The Berkhamsted Bypass was built by Amey Construction Ltd. They survived the construction process and went on to build other major roads, but have recently opted out of mainstream contracting to concentrate on long term asset management—they have a number of prestigious contracts with the Highways Agency.
This section of the A41 is built to dual 2-lane standard with grade separated junctions. Whilst the main line is built to a reasonably high standard, frequent changes to the design requirements during the planning stages meant that the junctions themselves are very tight (hence the heavy use of anti-skid surfacing on some sliproads). Heading north west from the M25, the first junction is a diamond junction with a dumbbell roundabout underneath. From here, the A414 begins its trek to Maldon in Essex.
Continuing in a westerly direction, the road comes alongside the west-coast main line, crosses the A4251, skirts Boxmoor common before arriving at the Bourne End junction with the A4251. Cue a set of dodgy slip roads in a half-cloverleaf arrangement. The anti-skid surfacing is required to help deter traffic leaving the A41 from missing the bend on the slip road and ploughing straight across the on-bound traffic. Regardless, the design has resulted in a number of accidents over the years.
Next up is a less important junction leading to a farm, a few industrial units, and a fairly small service station. Access to Bourne End using this junction was prohibited by a set of bollards installed on an access route.
The A41 continues to the south of Berkhamsted, past its junction with the A416 (cue another junction arrangement like the one at Bourne End). Soon we pass under a reinforced concrete arched bridge which carries the Ridgeway long distance trail across the road. We then join up with the Tring Bypass – which was once known as the A41(M) before the M25 and the southern extension was completed.
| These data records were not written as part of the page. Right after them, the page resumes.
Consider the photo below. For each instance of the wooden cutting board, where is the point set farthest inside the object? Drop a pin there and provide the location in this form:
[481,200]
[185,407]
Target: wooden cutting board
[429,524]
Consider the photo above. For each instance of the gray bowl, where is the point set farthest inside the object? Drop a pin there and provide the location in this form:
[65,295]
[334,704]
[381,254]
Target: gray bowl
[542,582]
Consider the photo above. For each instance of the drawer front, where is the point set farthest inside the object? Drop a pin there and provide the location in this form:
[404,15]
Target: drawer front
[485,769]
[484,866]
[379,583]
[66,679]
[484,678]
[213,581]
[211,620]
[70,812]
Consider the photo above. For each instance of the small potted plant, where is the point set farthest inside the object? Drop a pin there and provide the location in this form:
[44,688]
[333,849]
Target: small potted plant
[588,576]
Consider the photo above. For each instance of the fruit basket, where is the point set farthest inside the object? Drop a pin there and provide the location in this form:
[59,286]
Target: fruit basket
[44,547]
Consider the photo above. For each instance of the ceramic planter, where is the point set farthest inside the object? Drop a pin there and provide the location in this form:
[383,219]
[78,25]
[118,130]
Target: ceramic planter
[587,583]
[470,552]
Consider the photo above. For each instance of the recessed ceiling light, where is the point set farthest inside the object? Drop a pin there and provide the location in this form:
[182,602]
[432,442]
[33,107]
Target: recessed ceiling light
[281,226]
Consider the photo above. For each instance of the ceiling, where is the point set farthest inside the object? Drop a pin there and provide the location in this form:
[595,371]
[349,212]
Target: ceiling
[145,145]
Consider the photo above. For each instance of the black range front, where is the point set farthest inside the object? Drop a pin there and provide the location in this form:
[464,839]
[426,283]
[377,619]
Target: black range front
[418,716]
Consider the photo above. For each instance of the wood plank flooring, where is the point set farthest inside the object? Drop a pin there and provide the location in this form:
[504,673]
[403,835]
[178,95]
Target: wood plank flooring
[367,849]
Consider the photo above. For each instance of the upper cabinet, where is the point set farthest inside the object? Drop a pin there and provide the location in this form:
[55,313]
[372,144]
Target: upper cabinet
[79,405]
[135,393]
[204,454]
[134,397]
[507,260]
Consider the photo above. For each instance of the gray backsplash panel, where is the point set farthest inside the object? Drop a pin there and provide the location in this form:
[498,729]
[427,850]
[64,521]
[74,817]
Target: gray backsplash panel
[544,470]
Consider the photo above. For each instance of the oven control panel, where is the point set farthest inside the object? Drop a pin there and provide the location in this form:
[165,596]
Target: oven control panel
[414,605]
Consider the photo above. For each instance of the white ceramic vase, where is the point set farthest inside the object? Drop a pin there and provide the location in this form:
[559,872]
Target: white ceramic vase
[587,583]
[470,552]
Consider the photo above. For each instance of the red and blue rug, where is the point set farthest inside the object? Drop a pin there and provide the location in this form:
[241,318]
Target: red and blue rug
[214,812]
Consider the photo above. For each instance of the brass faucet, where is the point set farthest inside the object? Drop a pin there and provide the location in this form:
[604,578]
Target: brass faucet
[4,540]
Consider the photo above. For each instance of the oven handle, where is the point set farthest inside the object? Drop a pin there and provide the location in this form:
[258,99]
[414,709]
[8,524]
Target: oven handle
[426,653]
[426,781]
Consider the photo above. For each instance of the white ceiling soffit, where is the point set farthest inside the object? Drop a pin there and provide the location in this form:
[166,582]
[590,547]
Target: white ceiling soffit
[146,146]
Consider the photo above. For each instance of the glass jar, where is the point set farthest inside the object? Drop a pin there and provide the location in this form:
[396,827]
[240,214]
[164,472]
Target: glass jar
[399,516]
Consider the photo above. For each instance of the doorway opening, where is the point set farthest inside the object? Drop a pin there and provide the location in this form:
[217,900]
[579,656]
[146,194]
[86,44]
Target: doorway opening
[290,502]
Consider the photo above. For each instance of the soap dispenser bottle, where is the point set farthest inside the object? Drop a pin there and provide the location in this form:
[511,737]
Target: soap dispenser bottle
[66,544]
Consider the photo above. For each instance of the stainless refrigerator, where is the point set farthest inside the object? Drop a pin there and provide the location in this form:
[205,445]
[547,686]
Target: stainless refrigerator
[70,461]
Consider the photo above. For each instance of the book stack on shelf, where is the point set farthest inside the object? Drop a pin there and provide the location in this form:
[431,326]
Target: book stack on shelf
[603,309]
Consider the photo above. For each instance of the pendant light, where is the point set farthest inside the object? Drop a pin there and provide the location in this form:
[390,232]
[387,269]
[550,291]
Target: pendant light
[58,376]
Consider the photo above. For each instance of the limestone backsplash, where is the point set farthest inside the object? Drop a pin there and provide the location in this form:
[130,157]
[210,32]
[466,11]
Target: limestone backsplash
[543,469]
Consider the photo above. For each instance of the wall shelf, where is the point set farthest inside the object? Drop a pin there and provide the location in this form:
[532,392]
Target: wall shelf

The Tring Bypass was built in the 1970s to D2M (dual two-lane with hard shoulder) standard. It has subsequently been despecialised and is now a portion of the A41. This section is less than 2 miles long and stood out like a sore thumb on maps as an isolated piece of motorway. Aston Clinton is now bypassed to the north, giving a fully dualled route from the M25 to the outskirts of Aylesbury.
Aylesbury is unbypassed (unless the A4157 counts) and the A41 spends some of its time on the Roman Akeman Street, the route that was originally A41. The A41 forms the southern side of the Aylesbury Ring Road.